A prática do ensino da LP, através do método da gramática-tradição, desenvolve a competência de leitura dos alunos chineses, permite-lhes ganhar nova consciência do mundo que os rodeia, facilitando o acesso aos mais variados tipos de informação. De acordo com Costa (2011), “no que diz respeito ao ensino do Português, o professor tem uma função determinante para o alargamento da competência linguística dos seus alunos (...) tem também de ter um sólido conhecimento linguístico e gramatical que lhe permita ensinar, orientando assumidamente as aprendizagens” (p. 174).
Na sétima questão, formulámos a seguinte pergunta de escolha múltipla: “O que acha mais importante na aprendizagem da Língua Portuguesa?” (Gráfico 2).
Para a maior parte dos alunos participantes (90%), o aspeto mais importante na aprendizagem da LP é compreender, seguido por falar (escolhido por 68% dos alunos), escrever (42%) e ler (42%).
Como consequência, dois grandes objetivos no ensino e na aprendizagem da LP podem ser clarificados.
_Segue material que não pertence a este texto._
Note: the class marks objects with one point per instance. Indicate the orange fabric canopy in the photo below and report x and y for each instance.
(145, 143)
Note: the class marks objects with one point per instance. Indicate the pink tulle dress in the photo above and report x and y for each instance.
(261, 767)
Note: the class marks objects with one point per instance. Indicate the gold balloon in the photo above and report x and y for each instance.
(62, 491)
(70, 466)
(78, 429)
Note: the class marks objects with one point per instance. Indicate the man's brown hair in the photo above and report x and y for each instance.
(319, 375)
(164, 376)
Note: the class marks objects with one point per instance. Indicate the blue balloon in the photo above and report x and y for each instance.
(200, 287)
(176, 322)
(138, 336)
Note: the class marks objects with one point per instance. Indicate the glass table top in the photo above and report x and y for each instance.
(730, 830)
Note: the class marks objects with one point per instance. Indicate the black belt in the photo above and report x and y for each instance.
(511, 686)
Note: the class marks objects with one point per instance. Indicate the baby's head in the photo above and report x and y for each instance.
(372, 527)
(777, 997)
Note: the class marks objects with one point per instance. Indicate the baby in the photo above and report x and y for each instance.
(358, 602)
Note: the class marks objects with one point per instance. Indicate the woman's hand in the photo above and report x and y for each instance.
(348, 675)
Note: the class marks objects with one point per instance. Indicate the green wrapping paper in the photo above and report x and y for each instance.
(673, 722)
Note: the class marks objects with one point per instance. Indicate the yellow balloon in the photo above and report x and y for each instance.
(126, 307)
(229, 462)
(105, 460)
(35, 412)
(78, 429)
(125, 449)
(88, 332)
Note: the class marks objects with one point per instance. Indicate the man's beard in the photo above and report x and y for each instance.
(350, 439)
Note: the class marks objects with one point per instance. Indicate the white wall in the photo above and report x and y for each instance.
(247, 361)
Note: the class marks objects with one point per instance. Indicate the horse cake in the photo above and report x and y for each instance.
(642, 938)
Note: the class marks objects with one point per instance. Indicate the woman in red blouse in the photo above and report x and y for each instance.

Quando entendemos a língua como um sistema de opções comportamentais, o objetivo deve ser desenvolver nos alunos as habilidades de expressão e compreensão de informações verbais: o uso real da língua em situações sociais específicas. Se a língua for vista como objeto de estudo, o objetivo passa a ser o conhecimento consciente do sistema linguístico, o saber a respeito da língua. A ênfase num ou noutro carateriza um ensino mais prático ou mais teórico.
No entanto, a ênfase dada a um deles não exclui o outro. Na China, no ensino dos 1º e 2º anos, o desenvolvimento das habilidades gramaticais e de comunicação domina a aquisição de conhecimentos sobre a língua, com disciplinas obrigatórias como sejam Leitura Intensiva (estudo da gramática do Português através da leitura de textos), Gramática (a cargo de um docente nativo) e Laboratório (prática da audição em ambiente de laboratório), pois considera-se que outros conhecimentos sobre a língua só podem ser desenvolvidos nos alunos a partir de um bom domínio das mesmas por parte deles.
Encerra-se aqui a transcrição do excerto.